ここしばらく幸せな毎日が続いていたからこそ、そういうのがちょっと悲しい。
トレーニングを終えた私は、肩を落として寮の自室に帰っていた。
「……はぁ」
勿論、最近始まったスタートの練習はしっかりこなして来たけど……。
やっぱり、こうも悪いことが続くと、どうにも気持ちが乗らない。

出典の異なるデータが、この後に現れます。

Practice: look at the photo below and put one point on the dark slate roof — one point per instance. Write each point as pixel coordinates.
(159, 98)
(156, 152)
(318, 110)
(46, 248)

気持ち良さはいつもの2割減って感じだった。
いつもならこういう日は、昌さんがささっと差し入れくれたりするんだよね。
流石は堀野家出身のサブトレーナーと言うべきか、あの人も担当ウマ娘の調子をよく見てる。
歩さん程不調にすぐに気付くわけじゃないけど、明らかに気落ちしてたり悩んでたりすると、それとなく声をかけてくれたり、甘いものを贈ってくれたりするんだ。
でも、今日は彼女も忙しいらしく連絡も最低限だったし、ちょっと望めないだろうなぁ。
さっきも『トレーニングお疲れ様でした。今日は直帰で大丈夫です、しっかり体を休めてくださいね』って簡素なメッセージが来たきりだったし。
……あぁ、ちょっと、寂しいな。
今日は丸々一日、歩さんや昌さん、ブルボンちゃんと会えなかったから。
たった1日だ。何も一生会えないってわけじゃない。
明日になれば、当たり前のように再会できるだろう。
何も心配する必要はない。突然日常が崩れ去ることは……ないとは言えないけど、そうそう起こらない。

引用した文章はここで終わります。